Late last week, the Federal Reserve indicated a roll out of an aggressive new strategy that aims to boost employment and let inflation rise higher for longer than in the past. Jerome Powell confirmed that the aim is to see inflation still average 2.0% – so if there is a period of inflation lower than 2%, the Fed would then make efforts to lift inflation “moderately above 2.0% for some time”, before considering a rise in interest rates. The Fed is set to use the central bank’s “full range of tools” to achieve its goals of stable prices and a strong labour market. This policy change suggests that the Fed will continue with rates hovering around the zero level for the foreseeable future, with some forecasting little change until early 2024. That being the case, it could be time for some investors to consider debt financing, with the cost of borrowing at such low rates.
With its share value climbing 4% in Tuesday’s trading, Apple’s valuation of US$ 2.3 trillion surpassed the total valuation (just over US$ 2.0 trillion) of the one hundred companies listed on the FTSE 100. Only two weeks ago, the tech giant became the first US company to be valued at over US$ 2.0 trillion and its value has more than doubled since March. Like other tech stocks, demand for their goods/services during the pandemic has surged, with an increasing number of people relying on technology during the lockdown to work and shop from home. In contrast, the London bourse is full of banks, oil companies and various old-world stocks, most of which have been battered by the impact of Covid-19, and has only one real tech stock, Ocado, in the index. No wonder then that it is 22% lower since January, whereas the Nasdaq hit record highs on Tuesday, having jumped over 100% since its March lows.

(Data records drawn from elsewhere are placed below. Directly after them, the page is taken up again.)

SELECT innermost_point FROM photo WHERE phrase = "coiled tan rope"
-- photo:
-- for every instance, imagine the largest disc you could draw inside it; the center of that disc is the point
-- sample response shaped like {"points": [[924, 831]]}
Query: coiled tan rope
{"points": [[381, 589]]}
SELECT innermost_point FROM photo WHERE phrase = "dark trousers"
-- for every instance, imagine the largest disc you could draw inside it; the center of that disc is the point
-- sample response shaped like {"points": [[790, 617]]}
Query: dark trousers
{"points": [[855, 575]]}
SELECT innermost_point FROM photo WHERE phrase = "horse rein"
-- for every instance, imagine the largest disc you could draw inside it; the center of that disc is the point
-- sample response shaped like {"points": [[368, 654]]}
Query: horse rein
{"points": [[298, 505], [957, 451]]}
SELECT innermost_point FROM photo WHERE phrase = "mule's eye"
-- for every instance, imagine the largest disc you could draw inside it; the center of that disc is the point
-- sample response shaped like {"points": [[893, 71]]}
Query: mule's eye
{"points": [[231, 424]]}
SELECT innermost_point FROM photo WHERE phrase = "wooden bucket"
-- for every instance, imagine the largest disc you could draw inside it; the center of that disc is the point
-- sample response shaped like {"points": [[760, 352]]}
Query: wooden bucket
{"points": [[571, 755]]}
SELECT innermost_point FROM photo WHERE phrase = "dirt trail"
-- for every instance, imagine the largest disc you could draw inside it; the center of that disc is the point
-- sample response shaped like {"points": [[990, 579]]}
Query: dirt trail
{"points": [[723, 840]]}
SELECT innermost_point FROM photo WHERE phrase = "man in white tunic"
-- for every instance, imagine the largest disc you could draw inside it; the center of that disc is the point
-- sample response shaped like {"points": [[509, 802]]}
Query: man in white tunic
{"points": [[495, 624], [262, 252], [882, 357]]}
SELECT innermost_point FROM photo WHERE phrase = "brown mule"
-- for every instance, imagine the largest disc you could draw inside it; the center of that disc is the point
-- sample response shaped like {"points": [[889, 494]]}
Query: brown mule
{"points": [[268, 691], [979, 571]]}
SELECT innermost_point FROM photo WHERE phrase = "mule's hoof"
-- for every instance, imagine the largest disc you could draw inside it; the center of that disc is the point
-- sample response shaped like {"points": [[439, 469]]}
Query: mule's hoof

There are many who feel that the time is fast approaching for the global bourses to take a dose of realism. This happened on Thursday with shares in the big five US tech firms shedding between 4% – 8% om the day’s trading, with the tech-heavy Nasdaq down 5%. Despite this, the values of many companies and assets have been magnified because of stimulus measures, including QE (quantitative easing), and historic low interest rates, from the majority of the global central banks. Over the past six months the Nasdaq-100 has risen 38.2% to 11,879 and YTD returns 36.69% higher. Last month, the tech gauge continued to climb, and its Price Earnings Ratio reached what some consider a dangerously high level – 36 – for the first time since 2004 and well above the ten-year average of 22. Just maybe, this represents a permanent change that the global markets are inexorably changing from the old to the new digital and on-line era. Time for All The Young Dudes!